Hice la maleta con las ganas y la ilusión de vivir la experiencia y ahora que he vuelto me doy cuenta de que lo único que hice fue vivir. Vivir a secas. Dejarme llevar y aprender. Eso es muy importante; aprender, no enseñar.
Fueron días que recuerdo con nostalgia, un sentimiento que he tardado en digerir porque desde este lado del charco no me reconozco en los recuerdos y yo quiero ser como fui allí.
Os contaré que llegué sin ninguna expectativa marcada, iba a ciegas y con la mochila a cuestas y así fue como me dejé sorprender por todo. Lo malo de las expectativas es eso, que pueden llegar a restarle valor a cosas extraordinarias.
Kasiya es un lugar remoto en el que solo pasé dos semanas y digo solo porque me hubiera quedado mucho más. La primera vez que me fui de Kasiya sentí un vacío existencial. Sabéis, es una sensación que sólo ganas cuando te vacías del todo en algo. Y digo que ganas porque la recompensa personal es enorme. El problema es entregarte en cuerpo y alma y tener que irte; así que me fui. Ese día que, de lo duro que era, no podía ni respirar alguien me dijo que estaba en mi mano volver. Como si fuera tan fácil. No lo es, Kasiya no sale en los mapas; es algo efímero. Aparece con los primeros rayos de sol y desaparece cuando termina el partido.

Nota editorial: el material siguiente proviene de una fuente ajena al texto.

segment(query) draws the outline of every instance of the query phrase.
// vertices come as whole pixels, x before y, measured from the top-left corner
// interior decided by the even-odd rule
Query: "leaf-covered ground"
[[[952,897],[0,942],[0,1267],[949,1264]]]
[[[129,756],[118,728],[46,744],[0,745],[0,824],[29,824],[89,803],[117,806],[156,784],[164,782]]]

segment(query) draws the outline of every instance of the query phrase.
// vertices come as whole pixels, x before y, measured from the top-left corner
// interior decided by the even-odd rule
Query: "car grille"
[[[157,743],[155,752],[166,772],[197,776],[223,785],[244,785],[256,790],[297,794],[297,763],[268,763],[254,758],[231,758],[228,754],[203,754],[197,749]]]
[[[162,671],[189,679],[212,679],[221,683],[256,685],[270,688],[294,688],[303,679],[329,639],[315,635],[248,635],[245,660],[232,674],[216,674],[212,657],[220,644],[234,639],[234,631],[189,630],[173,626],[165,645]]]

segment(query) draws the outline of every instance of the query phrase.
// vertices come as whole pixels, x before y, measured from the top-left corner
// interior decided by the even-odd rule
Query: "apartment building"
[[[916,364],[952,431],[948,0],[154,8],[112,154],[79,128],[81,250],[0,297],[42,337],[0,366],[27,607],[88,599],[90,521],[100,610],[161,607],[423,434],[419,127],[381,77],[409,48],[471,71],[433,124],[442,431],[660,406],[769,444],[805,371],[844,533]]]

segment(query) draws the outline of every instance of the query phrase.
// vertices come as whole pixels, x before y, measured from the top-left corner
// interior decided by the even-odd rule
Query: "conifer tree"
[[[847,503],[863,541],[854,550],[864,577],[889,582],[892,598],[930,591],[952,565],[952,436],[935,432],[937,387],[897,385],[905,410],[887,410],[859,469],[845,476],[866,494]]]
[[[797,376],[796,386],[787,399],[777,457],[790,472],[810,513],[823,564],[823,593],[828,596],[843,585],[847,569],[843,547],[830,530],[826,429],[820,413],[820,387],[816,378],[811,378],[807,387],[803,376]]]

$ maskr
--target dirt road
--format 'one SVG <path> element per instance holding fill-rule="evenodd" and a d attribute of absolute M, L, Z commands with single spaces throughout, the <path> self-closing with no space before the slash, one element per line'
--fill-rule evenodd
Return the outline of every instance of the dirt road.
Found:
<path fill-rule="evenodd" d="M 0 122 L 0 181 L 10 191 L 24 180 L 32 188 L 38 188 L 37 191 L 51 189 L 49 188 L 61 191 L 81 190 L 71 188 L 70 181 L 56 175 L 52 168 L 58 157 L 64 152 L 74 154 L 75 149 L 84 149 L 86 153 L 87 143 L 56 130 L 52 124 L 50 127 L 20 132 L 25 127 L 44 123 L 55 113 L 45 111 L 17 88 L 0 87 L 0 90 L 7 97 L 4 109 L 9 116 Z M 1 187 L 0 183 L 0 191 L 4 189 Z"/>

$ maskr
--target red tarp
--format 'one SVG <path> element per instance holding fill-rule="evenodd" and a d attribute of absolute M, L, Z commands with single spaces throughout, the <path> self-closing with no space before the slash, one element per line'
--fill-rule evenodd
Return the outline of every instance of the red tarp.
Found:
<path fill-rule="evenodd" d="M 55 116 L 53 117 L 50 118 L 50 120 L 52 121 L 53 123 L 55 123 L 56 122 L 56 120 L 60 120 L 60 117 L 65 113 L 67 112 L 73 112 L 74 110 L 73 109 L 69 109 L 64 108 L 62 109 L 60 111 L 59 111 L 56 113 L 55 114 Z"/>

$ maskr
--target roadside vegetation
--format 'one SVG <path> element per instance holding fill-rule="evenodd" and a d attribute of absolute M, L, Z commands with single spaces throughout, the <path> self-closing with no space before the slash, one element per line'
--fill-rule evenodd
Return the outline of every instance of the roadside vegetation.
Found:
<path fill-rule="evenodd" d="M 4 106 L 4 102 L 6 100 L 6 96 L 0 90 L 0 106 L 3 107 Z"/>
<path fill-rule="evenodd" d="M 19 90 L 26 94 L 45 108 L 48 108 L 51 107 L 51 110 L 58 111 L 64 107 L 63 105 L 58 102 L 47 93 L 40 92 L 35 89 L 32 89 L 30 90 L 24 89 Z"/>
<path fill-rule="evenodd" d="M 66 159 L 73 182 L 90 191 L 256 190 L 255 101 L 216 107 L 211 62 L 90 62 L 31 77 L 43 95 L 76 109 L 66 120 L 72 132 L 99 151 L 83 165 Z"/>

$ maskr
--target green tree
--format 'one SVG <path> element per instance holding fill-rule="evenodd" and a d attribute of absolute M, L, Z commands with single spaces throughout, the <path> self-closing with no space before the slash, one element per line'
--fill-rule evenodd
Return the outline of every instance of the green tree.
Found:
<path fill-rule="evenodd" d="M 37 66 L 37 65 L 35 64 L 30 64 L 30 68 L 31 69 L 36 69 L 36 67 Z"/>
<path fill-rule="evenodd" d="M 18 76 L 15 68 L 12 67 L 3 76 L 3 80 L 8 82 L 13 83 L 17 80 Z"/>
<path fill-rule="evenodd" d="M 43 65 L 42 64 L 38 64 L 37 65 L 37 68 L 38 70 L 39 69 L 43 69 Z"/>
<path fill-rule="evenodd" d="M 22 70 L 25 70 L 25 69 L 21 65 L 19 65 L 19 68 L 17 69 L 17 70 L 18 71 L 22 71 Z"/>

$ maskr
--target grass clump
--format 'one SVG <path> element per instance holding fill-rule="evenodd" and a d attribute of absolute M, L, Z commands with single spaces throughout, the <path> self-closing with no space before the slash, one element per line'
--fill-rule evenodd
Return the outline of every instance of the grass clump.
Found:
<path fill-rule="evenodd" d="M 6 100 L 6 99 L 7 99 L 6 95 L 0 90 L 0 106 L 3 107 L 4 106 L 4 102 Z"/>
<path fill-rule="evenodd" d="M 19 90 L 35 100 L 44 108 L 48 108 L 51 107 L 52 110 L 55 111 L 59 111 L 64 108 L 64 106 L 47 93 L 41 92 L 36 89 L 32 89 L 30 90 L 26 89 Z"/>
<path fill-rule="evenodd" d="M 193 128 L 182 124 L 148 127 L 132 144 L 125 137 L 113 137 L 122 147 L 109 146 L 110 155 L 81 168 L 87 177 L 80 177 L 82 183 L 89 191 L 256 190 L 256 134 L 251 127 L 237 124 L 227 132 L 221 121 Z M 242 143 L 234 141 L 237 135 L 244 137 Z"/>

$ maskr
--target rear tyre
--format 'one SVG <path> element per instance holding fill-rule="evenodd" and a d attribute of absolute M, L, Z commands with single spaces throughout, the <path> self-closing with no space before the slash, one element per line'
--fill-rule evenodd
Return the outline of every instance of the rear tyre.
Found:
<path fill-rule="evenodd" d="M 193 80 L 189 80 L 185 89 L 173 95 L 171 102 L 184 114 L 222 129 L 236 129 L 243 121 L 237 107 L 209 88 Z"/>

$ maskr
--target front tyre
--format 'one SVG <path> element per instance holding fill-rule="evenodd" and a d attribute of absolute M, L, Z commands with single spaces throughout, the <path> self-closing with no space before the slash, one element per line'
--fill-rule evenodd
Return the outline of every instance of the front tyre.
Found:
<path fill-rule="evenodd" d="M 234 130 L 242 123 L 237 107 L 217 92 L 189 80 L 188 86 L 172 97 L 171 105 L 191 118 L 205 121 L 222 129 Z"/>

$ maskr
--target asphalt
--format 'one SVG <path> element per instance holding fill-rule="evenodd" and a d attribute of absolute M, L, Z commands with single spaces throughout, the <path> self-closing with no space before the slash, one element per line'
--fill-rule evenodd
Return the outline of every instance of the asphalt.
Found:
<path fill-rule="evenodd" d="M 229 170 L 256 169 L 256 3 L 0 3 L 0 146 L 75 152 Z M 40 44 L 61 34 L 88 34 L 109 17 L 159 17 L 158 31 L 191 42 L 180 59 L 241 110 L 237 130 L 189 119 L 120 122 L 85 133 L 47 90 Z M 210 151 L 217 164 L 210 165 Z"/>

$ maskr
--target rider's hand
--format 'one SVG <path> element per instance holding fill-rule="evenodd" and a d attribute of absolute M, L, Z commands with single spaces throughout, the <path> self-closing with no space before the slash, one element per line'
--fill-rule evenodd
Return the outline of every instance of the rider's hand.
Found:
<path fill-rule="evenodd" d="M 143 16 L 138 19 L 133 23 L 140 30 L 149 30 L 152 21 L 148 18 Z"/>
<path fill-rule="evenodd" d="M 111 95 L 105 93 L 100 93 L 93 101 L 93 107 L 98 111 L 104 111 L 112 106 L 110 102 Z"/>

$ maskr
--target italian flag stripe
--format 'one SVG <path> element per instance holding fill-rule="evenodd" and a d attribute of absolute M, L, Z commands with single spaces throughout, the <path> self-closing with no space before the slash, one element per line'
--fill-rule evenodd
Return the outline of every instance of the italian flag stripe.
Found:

Algo que aprendemos de pequeños es que el cielo es azul. El mar es azul, pero el cielo no. Allí es naranja. Un naranja tan intenso que te quema las retinas porque se te queda grabado a fuego en el fondo del alma. Y a veces, se funde con unos rojos que quitan el aliento y unos rosas que paran la respiración.
Quitando ese momento de pausa, todo pasa muy rápido hasta que un día se apaga la hoguera y empieza una nueva aventura. Livingstone es alegre, intenso y colorido. Es la cara opuesta de la moneda, una moneda que si tirara al aire desearía que cayera de canto.